08 Aug 2016
Overfitting and why it’s dangerous
In the world of machine learning, predictive performance is key.
A learning machine that can make accurate predictions of future performance based on analysis of past data is an invaluable tool for any business.
In fact, from a business perspective, predictive performance is really the whole point of using machine learning.
A machine that can even somewhat accurately predict the future behaviour of a target audience, customer base, or stock can dictate a strong strategy which will drive revenue.
This is a process that is simultaneously both incredibly simple and complex.
There are several factors that separate effective predictive performance from ineffective predictive performance in machine learning. The ability to analyse data, learning how to separate the “signal” from the “noise” in that data and identifying the key generalisations and patterns about past performance contained in that signal all affect the extent to which future performance will be effectively predicted.
Understanding how to discern between what is “signal” and what is “noise” is key.
The signal and the noise
When sitting in the cinema watching a movie, there are 2 clear information streams we want our brains to focus on: The images on the screen and the film’s soundtrack.
These 2 streams of information are the signal. With these, we are able to follow, understand and enjoy the film we paid to watch.
But, as anyone who has ever gone to the cinema will undoubtedly know,
there are other things going on in our awareness while we are focused on the film and its soundtrack:
– The guy on your left loudly crunching his popcorn
– The couple behind you who are making out
– The kid who keeps getting up to go to the bathroom
– The lady 3 rows down who is texting on her bright mobile phone screen
This information, while possibly louder, closer, or more intrusive than the information being broadcast on the screen or pumped out of the cinema’s speakers, will not help us understand the film we are watching.
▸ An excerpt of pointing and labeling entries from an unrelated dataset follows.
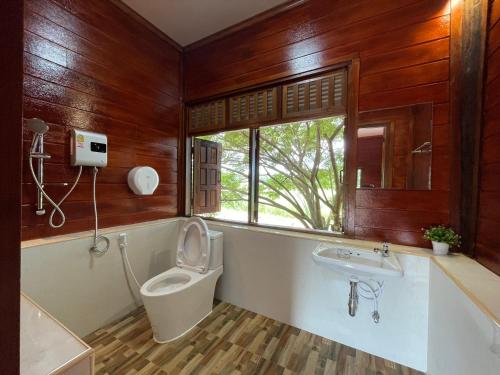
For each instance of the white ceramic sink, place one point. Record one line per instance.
(357, 262)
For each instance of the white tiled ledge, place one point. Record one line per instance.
(90, 233)
(47, 347)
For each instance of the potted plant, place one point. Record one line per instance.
(442, 238)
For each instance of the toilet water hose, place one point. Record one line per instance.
(123, 248)
(56, 206)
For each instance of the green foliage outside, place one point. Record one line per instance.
(300, 166)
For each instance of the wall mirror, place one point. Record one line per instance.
(394, 148)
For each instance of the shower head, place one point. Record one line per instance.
(37, 126)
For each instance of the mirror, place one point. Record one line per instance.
(394, 148)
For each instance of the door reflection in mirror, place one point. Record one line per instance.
(394, 149)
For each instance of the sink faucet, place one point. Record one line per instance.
(384, 251)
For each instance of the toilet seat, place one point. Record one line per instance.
(193, 246)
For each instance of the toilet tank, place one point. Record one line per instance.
(215, 249)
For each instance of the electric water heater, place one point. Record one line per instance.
(88, 149)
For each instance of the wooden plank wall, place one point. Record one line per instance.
(90, 65)
(11, 56)
(487, 238)
(404, 49)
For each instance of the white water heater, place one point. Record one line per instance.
(88, 149)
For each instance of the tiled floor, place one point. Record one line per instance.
(230, 341)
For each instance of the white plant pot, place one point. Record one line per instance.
(440, 248)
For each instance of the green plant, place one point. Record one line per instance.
(440, 233)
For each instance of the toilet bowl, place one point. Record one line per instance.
(179, 298)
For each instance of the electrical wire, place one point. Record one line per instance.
(97, 239)
(56, 206)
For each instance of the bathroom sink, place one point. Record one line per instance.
(357, 262)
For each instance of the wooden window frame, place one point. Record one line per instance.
(352, 65)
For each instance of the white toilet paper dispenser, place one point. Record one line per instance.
(143, 180)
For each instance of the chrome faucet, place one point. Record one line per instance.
(384, 251)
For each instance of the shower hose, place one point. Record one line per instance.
(56, 206)
(96, 249)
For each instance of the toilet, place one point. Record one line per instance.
(179, 298)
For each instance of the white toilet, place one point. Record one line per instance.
(178, 299)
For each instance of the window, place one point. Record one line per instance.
(286, 167)
(300, 174)
(299, 181)
(233, 179)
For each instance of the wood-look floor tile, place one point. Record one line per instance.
(230, 341)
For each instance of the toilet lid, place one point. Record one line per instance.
(193, 245)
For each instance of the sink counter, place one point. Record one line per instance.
(47, 347)
(480, 284)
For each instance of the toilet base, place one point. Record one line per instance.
(174, 312)
(182, 334)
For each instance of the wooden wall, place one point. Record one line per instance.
(404, 50)
(487, 238)
(90, 65)
(11, 56)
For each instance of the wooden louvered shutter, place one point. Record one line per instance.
(207, 175)
(207, 116)
(253, 107)
(320, 95)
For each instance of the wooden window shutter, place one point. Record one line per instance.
(325, 94)
(207, 116)
(207, 176)
(253, 107)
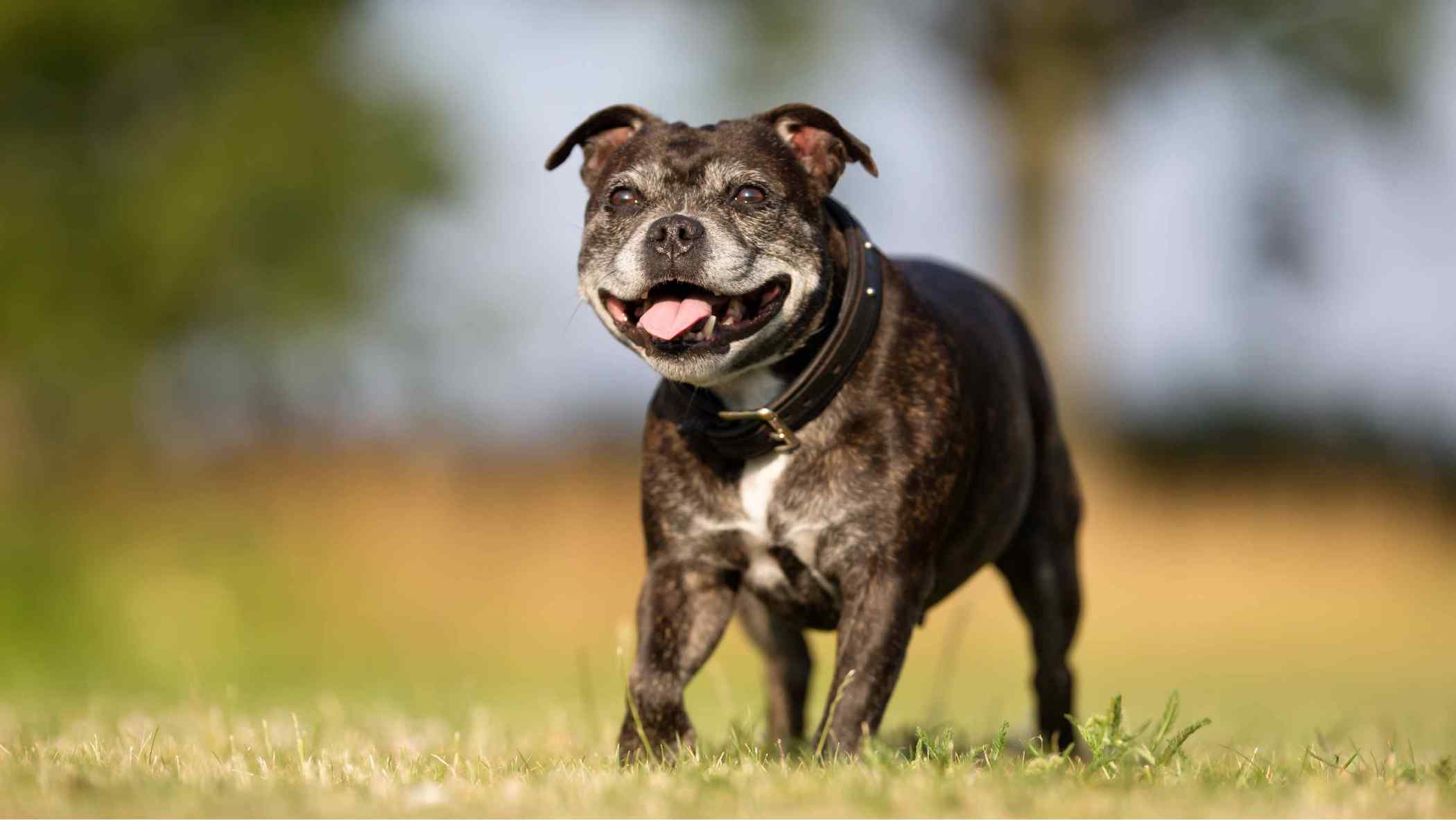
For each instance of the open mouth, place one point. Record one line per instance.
(679, 316)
Such irrelevant information is the noise.
Luckily for us, our brains have the ability to filter out such irrelevant information. Allowing us to differentiate between signal and noise, ignore what we don’t need, and focus on what we do.
This process is called “selective filtering”.
This allows us to prioritise the dialogue of the film over the crunching of nearby popcorn.
It isn’t a perfect system, but it is pretty close.
Rarely will we be so distracted by irrelevant information that we are rendered incapable of following the plot of the film we are watching (especially if we are watching a Michael Bay film).
Which brings us to overfitting.
Overfitting and why it is dangerous
Overfitting occurs when a learning machine proves incapable of generalising trends from the training data it has been given and attributes equal importance to all variations in the data. This causes the machine to substantially decrease, or even lose altogether, its predictive analysis power.
In overfitting (if we can return to our cinema analogy for a moment), equal credence is given to the sound of popcorn being chewed and to the dialogue of the film.
We remember the scene in the film where one of the characters forgot to turn his phone off, then answered it while running up the aisle toward the exit, whispering “hold on one minute, please”, and attempt to use this information to understand the film’s plot.
What ever happened to that character, anyway? I bet he knows where Dory is!
The problem is obvious.
Thank goodness for selective filtering.
Sadly for our machine learning counterparts, selective filtering does not happen automatically.
We must do it for them.
Every machine learning algorithm has a target function- an end goal. Some data is helpful in completing this target function, and some is not.
The parameters for identifying useful data (that with a causal relation to the target function) and irrelevant data (that with no causal relation to the target function) must be set by humans before effective machine learning can begin.
Begin this process with too many parameters, or not enough training data, and you get overfitting.
Rather than learning to generalise and identify trends, the machine will instead lean towards memorising the training data. This, while allowing the machine to perform exceptionally well when training, is effectively useless when unknown data is added into the mix.
This hampers predictive performance and leaves us with an algorithm that has not learned how to filter information or generalise at all.
While helpful for organising and classifying known data, attempting to use such an algorithm for predicting future data is an exercise in futility.
Sort of like making out in a cinema.